Quel est le meilleur conseil qu’on vous ait donné?
«Quand tu es démotivé, pense à ce que tu faisais avant et rappelle-toi pourquoi tu as voulu arrêter et lancer ce projet de brasserie.»
On est toujours insatisfaits de sa situation présente, mais il ne faut jamais oublier que si on en est arrivé là c’est qu’à un moment donné c’était un rêve. Et il faut tout faire pour l’alimenter et lui permettre de continuer à vivre!

Quels seraient les conseils que vous donneriez à quelqu’un qui souhaite démarrer une brasserie?
Réfléchis bien. Si par amour pour la bière tu es prêt à abandonner le confort du salariat, celui d’un bureau chauffé ou d’un univers fait de certitudes et de routines, alors tu peux te lancer! Et en cas de coup dur, n’oublie pas que les autres brasseurs artisanaux ne sont pas des concurrents, mais de confrères prêts à te conseiller et te soutenir.
Mis à part votre ordinateur et votre téléphone, de quel gadget ne pouvez-vous pas vous passer?
On a un marionnette d’oiseau multicolore équipée d’un micro qui répète tout ce qu’on dit.

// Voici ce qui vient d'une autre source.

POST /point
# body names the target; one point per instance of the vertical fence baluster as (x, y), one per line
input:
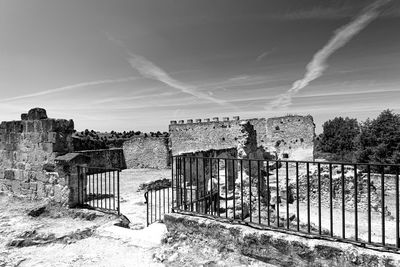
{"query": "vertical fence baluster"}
(297, 197)
(191, 184)
(146, 196)
(113, 189)
(172, 183)
(251, 212)
(383, 204)
(79, 186)
(97, 188)
(219, 192)
(355, 203)
(343, 206)
(397, 207)
(269, 196)
(259, 191)
(109, 190)
(88, 189)
(277, 193)
(234, 186)
(119, 204)
(330, 200)
(319, 199)
(308, 198)
(205, 187)
(241, 187)
(164, 199)
(105, 189)
(184, 185)
(180, 184)
(211, 190)
(197, 186)
(287, 195)
(226, 189)
(369, 201)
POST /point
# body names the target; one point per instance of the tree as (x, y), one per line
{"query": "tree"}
(379, 140)
(339, 137)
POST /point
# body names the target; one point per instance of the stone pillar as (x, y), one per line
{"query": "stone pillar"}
(67, 165)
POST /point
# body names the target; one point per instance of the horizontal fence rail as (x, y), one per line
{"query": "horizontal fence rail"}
(99, 188)
(350, 202)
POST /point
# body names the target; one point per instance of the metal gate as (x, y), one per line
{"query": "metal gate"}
(159, 203)
(99, 188)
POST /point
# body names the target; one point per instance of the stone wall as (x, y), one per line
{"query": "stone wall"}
(277, 248)
(147, 152)
(106, 158)
(203, 136)
(292, 137)
(28, 148)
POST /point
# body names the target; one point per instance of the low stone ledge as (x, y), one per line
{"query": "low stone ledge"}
(279, 248)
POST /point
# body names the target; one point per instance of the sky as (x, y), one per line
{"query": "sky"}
(138, 64)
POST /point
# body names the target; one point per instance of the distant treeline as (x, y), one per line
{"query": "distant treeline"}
(372, 141)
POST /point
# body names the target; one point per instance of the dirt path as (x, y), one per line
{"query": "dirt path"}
(78, 237)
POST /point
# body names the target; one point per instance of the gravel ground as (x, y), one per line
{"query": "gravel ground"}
(78, 237)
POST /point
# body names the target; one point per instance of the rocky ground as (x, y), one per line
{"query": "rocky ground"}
(58, 236)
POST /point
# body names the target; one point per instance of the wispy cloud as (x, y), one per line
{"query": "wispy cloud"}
(263, 55)
(318, 64)
(151, 71)
(128, 98)
(69, 87)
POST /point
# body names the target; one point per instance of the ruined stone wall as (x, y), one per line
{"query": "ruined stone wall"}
(28, 148)
(292, 137)
(147, 152)
(106, 158)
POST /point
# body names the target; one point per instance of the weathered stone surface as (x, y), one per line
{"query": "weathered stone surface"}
(27, 152)
(24, 116)
(278, 248)
(292, 137)
(147, 152)
(37, 114)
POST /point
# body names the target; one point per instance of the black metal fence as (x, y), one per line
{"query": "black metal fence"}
(99, 188)
(159, 202)
(356, 203)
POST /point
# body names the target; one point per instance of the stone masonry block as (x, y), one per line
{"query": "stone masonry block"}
(16, 187)
(33, 186)
(37, 114)
(9, 174)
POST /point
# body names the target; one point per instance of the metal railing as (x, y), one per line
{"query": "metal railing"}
(158, 202)
(99, 188)
(350, 202)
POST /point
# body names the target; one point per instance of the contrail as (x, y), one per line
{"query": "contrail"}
(318, 65)
(151, 71)
(70, 87)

J’avoue que je suis triste quand elle n’est pas dans les parages… Sinon, le décapsuleur reste un outil professionnel indispensable!

Avez-vous des nouveautés à venir?
Mes associés n’avaient pas l’air emballés par mon projet de bière sour jambon-beurre, du coup je pense qu’on va sortir prochainement notre projet de bière saison belge probablement aromatisée avec une baie (c’est encore un secret!). Sinon, on devrait bientôt lancer pour de bon notre production de sous-bocks et de décapsuleurs à l’image de la brasserie!

À la fin d’une journée, quelle sorte de bière buvez-vous pour vous détendre?
J’essaie de ne jamais prendre d’habitude, c’est pourquoi j’alterne toujours les styles et les brasseries. IPA, sour, triple, saison, vin d’orge, stout, weizen… Tout y passe à un moment donné. C’est ça l’esprit Big Bang Beers: l’aventure, la découverte et le plaisir avant tout!